Papyrus hanteert een UTF waarbij de Unicode / ISO 10646 niet is opgedeeld in brokken van 64 maar in brokken van 128.

Na '65535' stopt het gewoon. Hoe ik de representatie van de 'hoge' Unicode gevonden heb? Simpel door in een HTML-file met 䀀 en soortgelijke getallen te spelen.

Papyrus zet deze HTML-file om in een Papyrus-file met vertoon van de bijbehorende lettertekens uit de Unicode-bak. Als ze niet in het font zitten dan komt er een leeg vierkantje. Bij opslag in het Papyrus-formaat wordt alles gewoon meegenomen. Hetgeen te zien is als de *.PAP file in een hexadecimaal-editor wordt genomen. De waarden boven '65535' leveren niets op althans - enkele willekeurige hogere waarden leveren toch een 3-bytes code op:

98395 wordt 82 80 15 en 99999 wordt 82 8D 1F ! Maar dit levert dus een representatie op van een waarde onder de 65536. Een niet geheel foutloze algoritme van R.O.M. logicware?

Papyrus has a UTF that divides the Unicode / ISO 10646 space in pieces of 128 [not 64].

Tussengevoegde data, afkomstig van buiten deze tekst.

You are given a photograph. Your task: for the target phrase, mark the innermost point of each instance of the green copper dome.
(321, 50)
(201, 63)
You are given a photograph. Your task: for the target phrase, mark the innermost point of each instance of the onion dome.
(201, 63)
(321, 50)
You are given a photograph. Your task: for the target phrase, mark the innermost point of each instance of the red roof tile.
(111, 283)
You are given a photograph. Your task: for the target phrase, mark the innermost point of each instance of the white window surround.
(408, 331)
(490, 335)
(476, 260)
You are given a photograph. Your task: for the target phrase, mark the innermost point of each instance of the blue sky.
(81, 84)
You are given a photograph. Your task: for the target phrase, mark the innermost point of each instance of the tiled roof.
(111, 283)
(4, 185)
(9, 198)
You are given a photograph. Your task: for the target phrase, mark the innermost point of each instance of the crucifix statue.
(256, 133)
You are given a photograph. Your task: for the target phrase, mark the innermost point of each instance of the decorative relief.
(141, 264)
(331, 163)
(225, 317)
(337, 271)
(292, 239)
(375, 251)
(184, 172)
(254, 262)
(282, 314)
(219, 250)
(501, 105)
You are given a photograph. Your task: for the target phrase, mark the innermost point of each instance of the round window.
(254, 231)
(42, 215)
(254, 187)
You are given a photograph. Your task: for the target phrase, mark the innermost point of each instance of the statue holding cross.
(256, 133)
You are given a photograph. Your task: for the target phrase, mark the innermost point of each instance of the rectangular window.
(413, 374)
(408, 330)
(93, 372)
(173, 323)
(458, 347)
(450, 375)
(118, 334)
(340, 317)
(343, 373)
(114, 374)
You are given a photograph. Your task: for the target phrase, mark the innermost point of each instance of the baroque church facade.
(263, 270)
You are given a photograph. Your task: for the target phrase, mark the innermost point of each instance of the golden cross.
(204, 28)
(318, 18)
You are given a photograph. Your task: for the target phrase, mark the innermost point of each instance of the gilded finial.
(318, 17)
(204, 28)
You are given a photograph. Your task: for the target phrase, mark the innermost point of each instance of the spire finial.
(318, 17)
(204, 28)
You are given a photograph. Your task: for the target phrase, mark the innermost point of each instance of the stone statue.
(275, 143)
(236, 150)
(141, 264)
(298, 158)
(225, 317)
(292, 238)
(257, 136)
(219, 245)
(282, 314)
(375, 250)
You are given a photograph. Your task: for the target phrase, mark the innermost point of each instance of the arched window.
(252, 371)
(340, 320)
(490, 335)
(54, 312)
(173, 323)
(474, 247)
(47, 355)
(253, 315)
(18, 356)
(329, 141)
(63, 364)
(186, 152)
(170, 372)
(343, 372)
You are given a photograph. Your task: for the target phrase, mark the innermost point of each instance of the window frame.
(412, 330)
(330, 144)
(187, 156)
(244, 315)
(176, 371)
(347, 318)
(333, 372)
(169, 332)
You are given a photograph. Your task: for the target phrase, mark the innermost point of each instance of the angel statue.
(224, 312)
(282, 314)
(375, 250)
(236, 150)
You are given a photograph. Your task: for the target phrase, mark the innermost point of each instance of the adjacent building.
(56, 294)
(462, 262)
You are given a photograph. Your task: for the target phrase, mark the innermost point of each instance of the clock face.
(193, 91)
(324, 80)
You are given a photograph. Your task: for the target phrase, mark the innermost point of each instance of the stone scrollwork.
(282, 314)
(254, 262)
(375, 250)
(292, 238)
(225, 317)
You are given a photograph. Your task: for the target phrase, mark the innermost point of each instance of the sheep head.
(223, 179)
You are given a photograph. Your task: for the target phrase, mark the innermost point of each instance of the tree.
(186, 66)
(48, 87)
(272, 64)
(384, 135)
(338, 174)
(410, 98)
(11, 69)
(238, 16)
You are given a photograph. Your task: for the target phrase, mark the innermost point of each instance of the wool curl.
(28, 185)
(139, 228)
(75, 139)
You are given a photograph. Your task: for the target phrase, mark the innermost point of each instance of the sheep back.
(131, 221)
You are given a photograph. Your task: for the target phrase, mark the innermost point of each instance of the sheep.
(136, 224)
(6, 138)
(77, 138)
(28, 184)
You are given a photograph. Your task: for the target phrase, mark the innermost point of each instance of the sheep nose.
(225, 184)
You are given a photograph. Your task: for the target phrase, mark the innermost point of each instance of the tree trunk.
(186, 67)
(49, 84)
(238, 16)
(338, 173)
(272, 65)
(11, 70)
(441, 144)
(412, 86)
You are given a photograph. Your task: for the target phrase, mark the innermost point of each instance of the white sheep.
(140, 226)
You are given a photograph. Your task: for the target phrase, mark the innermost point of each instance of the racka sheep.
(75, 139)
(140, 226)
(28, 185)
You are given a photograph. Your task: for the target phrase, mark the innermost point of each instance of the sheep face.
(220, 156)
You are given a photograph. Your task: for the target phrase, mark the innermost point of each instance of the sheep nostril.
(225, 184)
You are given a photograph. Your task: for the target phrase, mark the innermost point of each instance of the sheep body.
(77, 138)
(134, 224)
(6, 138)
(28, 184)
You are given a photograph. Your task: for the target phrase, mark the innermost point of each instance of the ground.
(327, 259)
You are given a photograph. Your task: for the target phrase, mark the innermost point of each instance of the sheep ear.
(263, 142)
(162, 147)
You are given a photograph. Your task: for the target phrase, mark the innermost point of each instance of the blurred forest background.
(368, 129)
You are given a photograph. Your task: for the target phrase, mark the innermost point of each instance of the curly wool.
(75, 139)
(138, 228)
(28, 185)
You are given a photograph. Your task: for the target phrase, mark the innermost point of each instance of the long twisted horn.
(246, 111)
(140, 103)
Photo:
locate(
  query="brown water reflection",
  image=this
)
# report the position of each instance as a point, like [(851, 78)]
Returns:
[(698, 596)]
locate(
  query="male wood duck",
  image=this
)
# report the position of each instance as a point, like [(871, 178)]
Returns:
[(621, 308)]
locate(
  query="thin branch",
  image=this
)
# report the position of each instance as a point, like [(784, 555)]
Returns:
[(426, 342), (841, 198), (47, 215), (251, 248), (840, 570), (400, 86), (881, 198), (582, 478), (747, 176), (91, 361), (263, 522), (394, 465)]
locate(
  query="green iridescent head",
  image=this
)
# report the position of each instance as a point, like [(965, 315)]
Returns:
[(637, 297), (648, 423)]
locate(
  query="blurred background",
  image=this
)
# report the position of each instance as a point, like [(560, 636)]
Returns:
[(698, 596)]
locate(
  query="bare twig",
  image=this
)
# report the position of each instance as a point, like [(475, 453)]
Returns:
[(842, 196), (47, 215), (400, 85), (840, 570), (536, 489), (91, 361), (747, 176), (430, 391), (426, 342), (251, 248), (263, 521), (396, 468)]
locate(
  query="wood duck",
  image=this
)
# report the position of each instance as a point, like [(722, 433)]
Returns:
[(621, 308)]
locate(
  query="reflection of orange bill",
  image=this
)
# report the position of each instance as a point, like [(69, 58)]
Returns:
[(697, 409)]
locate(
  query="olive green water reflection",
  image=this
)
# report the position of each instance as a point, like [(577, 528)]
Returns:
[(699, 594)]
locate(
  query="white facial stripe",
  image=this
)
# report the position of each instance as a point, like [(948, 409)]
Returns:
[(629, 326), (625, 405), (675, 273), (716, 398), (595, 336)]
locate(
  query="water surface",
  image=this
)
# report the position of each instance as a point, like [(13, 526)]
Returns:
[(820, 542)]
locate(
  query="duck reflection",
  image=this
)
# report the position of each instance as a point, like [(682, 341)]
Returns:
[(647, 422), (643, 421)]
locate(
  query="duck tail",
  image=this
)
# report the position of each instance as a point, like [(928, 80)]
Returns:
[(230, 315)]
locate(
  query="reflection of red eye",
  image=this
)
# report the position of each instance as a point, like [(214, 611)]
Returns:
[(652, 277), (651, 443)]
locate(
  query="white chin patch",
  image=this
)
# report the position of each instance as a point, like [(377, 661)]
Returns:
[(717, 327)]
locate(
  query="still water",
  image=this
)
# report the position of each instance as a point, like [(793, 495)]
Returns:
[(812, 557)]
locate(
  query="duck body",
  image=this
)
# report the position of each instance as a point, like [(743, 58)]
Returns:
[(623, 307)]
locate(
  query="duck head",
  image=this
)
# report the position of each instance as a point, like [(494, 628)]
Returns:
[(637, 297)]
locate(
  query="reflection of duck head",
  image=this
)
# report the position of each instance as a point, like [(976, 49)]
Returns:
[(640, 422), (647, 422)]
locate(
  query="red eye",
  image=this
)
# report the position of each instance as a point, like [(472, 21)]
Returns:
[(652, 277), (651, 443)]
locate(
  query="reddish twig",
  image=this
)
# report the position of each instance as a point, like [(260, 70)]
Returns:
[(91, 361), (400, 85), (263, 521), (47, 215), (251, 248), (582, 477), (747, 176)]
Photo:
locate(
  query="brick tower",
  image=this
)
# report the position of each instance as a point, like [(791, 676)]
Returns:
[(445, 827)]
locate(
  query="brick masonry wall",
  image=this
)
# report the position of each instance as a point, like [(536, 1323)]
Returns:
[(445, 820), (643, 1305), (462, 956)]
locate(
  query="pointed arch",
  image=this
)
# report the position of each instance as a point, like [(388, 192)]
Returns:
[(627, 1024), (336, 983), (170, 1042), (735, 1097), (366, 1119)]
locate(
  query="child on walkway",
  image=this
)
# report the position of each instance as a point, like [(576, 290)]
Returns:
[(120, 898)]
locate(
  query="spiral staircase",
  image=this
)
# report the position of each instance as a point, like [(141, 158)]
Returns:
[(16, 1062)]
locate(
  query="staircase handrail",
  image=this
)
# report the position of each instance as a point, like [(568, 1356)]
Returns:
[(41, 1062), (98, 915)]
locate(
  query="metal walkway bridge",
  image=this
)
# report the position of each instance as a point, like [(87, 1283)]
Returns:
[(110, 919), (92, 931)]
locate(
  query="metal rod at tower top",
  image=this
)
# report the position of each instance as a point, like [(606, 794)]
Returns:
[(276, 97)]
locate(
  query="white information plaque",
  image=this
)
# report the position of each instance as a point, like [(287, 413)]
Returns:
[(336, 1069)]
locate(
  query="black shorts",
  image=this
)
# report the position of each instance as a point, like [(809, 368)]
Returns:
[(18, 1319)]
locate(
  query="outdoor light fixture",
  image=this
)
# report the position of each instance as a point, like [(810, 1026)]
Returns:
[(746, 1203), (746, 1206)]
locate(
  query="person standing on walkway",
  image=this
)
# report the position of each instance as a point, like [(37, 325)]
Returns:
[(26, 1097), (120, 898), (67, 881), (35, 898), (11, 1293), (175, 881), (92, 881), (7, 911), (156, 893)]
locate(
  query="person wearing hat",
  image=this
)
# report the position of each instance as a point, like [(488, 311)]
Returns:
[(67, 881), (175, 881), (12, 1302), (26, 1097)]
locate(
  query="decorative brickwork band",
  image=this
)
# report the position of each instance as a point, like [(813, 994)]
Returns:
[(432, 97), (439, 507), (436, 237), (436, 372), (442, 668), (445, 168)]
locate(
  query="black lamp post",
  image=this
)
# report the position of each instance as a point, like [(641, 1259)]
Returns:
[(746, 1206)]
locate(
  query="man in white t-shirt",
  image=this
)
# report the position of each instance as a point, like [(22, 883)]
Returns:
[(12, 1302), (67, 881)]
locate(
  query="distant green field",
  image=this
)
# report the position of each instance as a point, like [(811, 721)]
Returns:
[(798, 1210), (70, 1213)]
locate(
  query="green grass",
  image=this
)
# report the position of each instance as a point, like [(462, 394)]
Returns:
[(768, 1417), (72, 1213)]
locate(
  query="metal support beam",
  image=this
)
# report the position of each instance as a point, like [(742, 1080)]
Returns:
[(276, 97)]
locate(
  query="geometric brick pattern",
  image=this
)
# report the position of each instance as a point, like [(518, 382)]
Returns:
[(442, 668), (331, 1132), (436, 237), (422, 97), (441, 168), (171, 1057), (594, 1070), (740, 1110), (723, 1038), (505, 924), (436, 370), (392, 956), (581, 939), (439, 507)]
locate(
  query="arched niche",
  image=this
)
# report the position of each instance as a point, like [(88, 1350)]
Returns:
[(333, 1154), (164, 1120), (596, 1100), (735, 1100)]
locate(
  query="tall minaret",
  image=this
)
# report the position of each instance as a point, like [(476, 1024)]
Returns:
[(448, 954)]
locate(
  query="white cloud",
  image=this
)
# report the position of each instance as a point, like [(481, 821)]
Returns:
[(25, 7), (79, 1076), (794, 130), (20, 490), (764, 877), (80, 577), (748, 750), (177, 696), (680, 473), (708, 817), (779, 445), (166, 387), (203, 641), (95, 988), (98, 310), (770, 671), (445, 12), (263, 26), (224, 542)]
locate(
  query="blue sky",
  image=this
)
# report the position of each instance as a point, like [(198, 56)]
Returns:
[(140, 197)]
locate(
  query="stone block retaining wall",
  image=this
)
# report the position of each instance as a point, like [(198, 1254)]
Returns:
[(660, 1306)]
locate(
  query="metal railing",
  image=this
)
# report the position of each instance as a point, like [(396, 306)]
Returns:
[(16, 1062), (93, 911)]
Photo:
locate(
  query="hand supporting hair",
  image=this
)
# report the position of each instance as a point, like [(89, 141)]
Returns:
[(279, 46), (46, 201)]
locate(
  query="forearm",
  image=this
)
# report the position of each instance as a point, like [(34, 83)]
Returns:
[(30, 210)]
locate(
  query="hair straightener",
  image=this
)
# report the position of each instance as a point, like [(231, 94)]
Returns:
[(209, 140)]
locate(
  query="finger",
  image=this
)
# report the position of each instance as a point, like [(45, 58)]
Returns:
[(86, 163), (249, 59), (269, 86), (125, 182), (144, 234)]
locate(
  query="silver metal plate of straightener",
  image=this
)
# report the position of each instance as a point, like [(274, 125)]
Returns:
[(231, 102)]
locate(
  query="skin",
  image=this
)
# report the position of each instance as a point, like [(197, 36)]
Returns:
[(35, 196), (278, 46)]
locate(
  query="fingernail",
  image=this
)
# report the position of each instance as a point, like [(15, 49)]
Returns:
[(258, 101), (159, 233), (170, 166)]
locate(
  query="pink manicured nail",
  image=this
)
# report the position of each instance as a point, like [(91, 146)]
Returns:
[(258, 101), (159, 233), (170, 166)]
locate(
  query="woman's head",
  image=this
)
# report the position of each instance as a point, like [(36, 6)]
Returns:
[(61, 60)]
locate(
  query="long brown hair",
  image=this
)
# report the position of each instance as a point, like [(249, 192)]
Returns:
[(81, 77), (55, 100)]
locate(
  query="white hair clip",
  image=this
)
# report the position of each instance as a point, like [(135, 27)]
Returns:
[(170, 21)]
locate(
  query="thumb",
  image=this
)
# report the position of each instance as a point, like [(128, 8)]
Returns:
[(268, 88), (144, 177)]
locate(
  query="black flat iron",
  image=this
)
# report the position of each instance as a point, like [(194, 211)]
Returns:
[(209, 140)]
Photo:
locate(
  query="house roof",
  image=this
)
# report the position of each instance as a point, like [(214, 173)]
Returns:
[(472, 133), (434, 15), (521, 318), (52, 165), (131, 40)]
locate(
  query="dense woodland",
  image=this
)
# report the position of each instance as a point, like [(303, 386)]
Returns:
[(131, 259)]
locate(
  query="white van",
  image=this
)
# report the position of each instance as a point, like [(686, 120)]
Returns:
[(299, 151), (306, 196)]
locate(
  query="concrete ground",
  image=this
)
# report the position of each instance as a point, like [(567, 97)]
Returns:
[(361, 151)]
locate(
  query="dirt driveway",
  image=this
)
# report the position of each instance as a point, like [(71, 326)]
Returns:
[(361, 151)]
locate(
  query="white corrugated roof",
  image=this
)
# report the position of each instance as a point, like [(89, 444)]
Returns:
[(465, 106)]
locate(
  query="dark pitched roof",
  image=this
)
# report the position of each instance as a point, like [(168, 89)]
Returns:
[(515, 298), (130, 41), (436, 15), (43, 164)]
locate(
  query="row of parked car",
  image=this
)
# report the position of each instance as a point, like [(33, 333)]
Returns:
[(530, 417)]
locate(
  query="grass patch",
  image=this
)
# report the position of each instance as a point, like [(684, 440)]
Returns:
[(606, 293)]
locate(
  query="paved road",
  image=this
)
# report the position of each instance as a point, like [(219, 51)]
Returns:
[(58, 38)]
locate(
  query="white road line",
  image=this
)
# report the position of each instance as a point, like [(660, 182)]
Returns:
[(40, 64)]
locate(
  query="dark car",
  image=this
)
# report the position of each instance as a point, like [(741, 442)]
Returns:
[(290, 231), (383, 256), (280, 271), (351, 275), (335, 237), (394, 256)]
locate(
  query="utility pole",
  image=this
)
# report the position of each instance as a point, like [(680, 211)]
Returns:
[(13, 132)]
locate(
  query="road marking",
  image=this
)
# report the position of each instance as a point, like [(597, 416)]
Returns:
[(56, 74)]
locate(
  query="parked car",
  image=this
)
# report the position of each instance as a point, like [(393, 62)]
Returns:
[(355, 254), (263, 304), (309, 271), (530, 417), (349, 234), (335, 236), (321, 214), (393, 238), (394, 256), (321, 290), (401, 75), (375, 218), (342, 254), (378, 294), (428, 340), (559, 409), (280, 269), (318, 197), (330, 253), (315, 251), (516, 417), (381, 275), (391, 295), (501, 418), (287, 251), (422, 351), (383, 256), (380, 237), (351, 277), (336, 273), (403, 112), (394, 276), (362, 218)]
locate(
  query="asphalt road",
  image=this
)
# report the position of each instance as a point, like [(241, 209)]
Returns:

After '65535' it stops just like that. How did I find the representation of the higher Unicode numbers? Quite easily, by writing a HTML-file containing 䀀 and similar numbers. Papyrus displays the appropiate characters and should they not be found in the available font an empty square will be visible. After storing the text as a Papyrus *.pap file it takes an hexadecimal editor to have a closer look at the bytes themselves. As could be expected values above '65535' don't have a meaning but unexpectedly some values did render a 3-byte code! '98395' becomes 82 80 15 and '99999' 82 8D 1F ! As these 3-bytes codes already represent a value below '65536' there must be a small mistake in the R.O.M. Logicware algorithm.